Helderheid nodig over bepaling URM-bedragen
Deelnemers worden geïnformeerd over hun pensioen via de zogenoemde URM-bedragen. Dit zijn de ‘goed, slecht en verwacht weer’-bedragen die op mijnpensioenoverzicht.nl te zien zijn. Het is onduidelijk hoe deze bedragen vastgesteld moeten worden in de transitieperiode. In de tijd gezien worden er verschillende kaders van toepassing: eerst het huidige kader, dan het eventuele transitiekader en dan het nieuwe kader. Driessen: “Er moet voorkomen worden dat bij de overgang van kaders enorme schokken in de URM-bedragen ontstaan. Dit zou kunnen leiden tot casinopensioengevoelens bij deelnemers. Het is van belang dat er snel helderheid komt hoe de URM-bedragen bepaald moeten worden. Ook moet er sprake zijn van consistentie bij de overgangen van kader. Dit creëert draagvlak voor het vertrouwen in pensioen in de toekomst.”

Zet berekeningsmoment voor compensaties vast
Aon ziet ook een complicatie voor het besluitvormingstraject ten aanzien van compensaties. Deze moeten worden bepaald op basis van een voorgeschreven economische set die op kwartaalbasis wordt gepubliceerd. De ervaring leert dat er vaak een behoorlijke tijd verstrijkt voordat besluitvorming en daadwerkelijke implementatie een feit is. Op dat moment kunnen de economische omstandigheden wijzigen en dat kan weer tot andere compensaties leiden.
 ”Wij pleiten voor de mogelijkheid tot het vastzetten van het berekeningsmoment voor de compensaties”, zegt Driessen. “Hiermee wordt voorkomen dat door wijzigende omstandigheden steeds nieuwe berekeningen nodig zijn met alle gevolgen van dien, zoals het risico van uitstel en het niet halen van de uiterste datum van 1 januari 2026.”
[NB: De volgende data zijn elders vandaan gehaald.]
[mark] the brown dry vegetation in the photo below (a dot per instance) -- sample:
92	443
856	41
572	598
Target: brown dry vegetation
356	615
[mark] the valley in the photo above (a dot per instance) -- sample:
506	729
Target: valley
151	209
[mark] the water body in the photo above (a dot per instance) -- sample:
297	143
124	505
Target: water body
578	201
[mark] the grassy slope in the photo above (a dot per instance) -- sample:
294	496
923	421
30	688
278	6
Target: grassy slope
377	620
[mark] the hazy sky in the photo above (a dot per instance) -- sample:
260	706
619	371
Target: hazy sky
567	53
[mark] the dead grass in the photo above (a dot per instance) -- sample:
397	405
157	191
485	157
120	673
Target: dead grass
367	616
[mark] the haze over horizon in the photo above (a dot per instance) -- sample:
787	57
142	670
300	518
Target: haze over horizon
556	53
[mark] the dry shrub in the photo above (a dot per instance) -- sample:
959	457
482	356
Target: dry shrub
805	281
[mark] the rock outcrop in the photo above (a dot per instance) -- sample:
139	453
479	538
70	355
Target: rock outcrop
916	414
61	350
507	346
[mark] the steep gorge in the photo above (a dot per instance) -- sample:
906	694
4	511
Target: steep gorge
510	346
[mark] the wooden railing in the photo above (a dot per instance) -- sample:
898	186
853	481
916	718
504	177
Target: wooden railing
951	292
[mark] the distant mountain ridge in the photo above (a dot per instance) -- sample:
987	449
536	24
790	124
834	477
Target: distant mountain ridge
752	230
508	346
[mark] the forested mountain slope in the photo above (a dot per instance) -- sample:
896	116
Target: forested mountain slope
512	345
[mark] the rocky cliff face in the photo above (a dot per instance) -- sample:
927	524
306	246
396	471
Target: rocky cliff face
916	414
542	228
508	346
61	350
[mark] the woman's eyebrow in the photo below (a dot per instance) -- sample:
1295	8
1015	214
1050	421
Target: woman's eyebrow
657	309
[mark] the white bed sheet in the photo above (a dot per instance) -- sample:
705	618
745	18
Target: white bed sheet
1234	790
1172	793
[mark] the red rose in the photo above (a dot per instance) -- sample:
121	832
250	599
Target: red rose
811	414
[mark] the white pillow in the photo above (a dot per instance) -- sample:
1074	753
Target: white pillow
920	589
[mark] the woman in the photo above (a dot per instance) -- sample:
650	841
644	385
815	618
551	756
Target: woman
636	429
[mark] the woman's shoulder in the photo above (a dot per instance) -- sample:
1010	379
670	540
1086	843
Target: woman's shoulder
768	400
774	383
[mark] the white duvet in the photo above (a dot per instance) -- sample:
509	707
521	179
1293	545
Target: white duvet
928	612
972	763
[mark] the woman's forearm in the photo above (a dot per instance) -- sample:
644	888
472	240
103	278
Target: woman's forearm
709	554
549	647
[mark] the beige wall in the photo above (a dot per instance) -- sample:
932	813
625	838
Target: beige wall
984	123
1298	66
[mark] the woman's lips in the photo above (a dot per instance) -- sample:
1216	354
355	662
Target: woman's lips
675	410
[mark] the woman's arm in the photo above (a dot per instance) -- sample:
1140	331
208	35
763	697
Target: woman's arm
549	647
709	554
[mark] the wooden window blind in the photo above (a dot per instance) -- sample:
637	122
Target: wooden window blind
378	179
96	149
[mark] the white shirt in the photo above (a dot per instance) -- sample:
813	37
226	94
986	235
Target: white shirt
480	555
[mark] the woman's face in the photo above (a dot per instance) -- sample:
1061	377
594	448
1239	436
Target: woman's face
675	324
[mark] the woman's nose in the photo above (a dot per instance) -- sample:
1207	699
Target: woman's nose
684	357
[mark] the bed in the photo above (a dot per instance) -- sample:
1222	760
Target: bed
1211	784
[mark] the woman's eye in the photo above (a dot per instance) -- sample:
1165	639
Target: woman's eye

Solidariteitsreserve: behoefte aan een gelijk speelveld
De solidariteitsreserve is een verplicht collectief element van het nieuwe contract, waaruit pensioenvermogens en -uitkeringen kunnen worden aangevuld en waarmee risico’s collectief kunnen worden gedeeld. Het wordt voor bedrijfstakpensioenfondsen mogelijk om het WVP+-contract te gaan voeren. Hierbij kunnen deze pensioenfondsen optioneel kiezen voor een solidariteitsreserve. Voor andere pensioenuitvoerders is dat niet mogelijk. Dit creëert een ongelijk speelveld.
“De solidariteitsreserve dient onder andere om schokken in de uitkeringsfase op te vangen en uit berekeningen blijkt dat dit ook tot welvaartswinst kan leiden”, zegt Driessen. “Wij vinden het om die reden unfair als andere uitvoerders deze solidariteitsreserve niet zouden kunnen vormen en de voordelen zouden missen.”

Daarnaast is er sprake van ongelijke behandeling bij individuele waardeoverdracht. Hierbij krijgt een deelnemer geen deel mee van de solidariteitsreserve, terwijl bij het invaren wel een deel van het kapitaal van een deelnemer aangewend kan worden voor de vorming van een solidariteitsreserve. Driessen: “Er dient één lijn getrokken te worden in het bijdragen aan de solidariteitsreserve en het meekrijgen bij een waardeoverdracht.”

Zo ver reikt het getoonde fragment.